A third is an environmental measure that Morales says is critical to her constituents. “We’ve got the petrochemical industry in our backyard… we have a big problem with contamination from explosions at chemical plants,” including one the same day Morales gave her remarks which she learned about through a headline shared by a resident.
Morales’ bill would create a Special Environmental Remediation Fund (SERF) which would allow any county in the state to draw from monies won through civil litigation involving environmental polluters for use in clean up and remediation efforts.
Like Wu, Morales says SB14 – which would deny gender affirming care to minors – is a major concern that would “alienate parents from their rights” to make decisions regarding medical care for their children and would “confuse the whole medical industry” around what they can and cannot provide to patients.
A press release put out Thursday by the Texas GOP calls passage of SB14 a “top legislative priority.”
Texas being Texas, guns are also at the fore. Morales says the tone this session is one of making guns more accessible, to let them “proliferate” despite a rash of mass shootings, the latest at a Dallas shopping mall that claimed eight lives.
The time for ‘sofa politics’ is over
Dr. Suleman Lalani is the first Muslim American elected to the Texas House. Representing District 76, the freshman lawmaker says he had initially planned to submit somewhere in the vicinity of 15 bills this first session.
“We ended up (submitting) over 100 bills and resolutions,” said Lalani, all of which have made it through committee. A career physician, he noted the focus of many of the bills is healthcare, along with education, safety and security, and technology.
Among the bills Lalani authored is HB4762, which seeks to provide better protection for hospital and medical staff, many of whom Lalani says have come under physical attack from violent and mentally disturbed patients. Another would ban smoking in all colleges and universities.

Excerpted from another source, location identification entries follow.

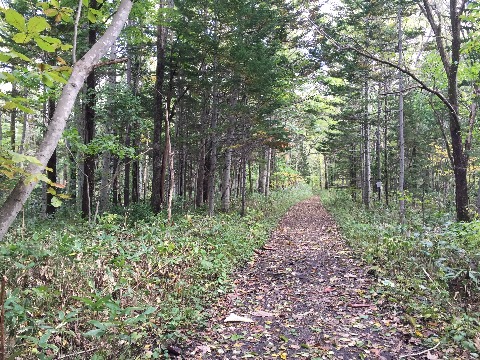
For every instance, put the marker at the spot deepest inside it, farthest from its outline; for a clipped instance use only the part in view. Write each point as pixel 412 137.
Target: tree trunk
pixel 226 178
pixel 89 160
pixel 262 174
pixel 243 184
pixel 268 159
pixel 450 64
pixel 200 175
pixel 51 164
pixel 80 71
pixel 366 152
pixel 126 179
pixel 13 121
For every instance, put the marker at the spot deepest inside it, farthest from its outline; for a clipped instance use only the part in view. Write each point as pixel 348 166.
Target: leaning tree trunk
pixel 89 161
pixel 52 164
pixel 80 71
pixel 401 125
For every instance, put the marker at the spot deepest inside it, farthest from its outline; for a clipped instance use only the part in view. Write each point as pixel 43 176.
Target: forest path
pixel 309 298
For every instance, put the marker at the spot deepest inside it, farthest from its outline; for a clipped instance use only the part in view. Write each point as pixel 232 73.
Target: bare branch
pixel 111 62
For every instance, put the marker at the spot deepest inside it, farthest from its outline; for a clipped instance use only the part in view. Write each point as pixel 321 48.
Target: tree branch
pixel 437 30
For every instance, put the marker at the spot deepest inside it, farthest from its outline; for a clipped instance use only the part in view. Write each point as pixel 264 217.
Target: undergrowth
pixel 430 266
pixel 127 285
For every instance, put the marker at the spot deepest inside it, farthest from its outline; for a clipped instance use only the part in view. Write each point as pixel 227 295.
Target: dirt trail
pixel 309 298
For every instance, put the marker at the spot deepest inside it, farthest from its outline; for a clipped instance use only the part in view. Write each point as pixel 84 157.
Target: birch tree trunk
pixel 80 71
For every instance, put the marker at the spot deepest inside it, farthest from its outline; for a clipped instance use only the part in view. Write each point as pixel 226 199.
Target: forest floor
pixel 308 297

As a candidate, Lalani says he was told to consider when drafting legislation not just which communities will benefit, but which communities will be harmed. “There are some bills (being considered) that will hurt people,” he said, including SB147, which would prohibit the purchase and sale of real estate by people of certain ethnic or national origins. “That is not a good precedent.”
Another bill, HB3, was marketed as an effort to divert more money into education but in fact was a veiled attempt at increasing the presence of guns on school grounds.
“These are very concerning,” Lalani says.
All three lawmakers urged members of the media and communities to stay engaged.
“The time for sofa politics is gone,” said Lalani. “We can’t just gripe and push the baton to others. The change we want to make will come from us.”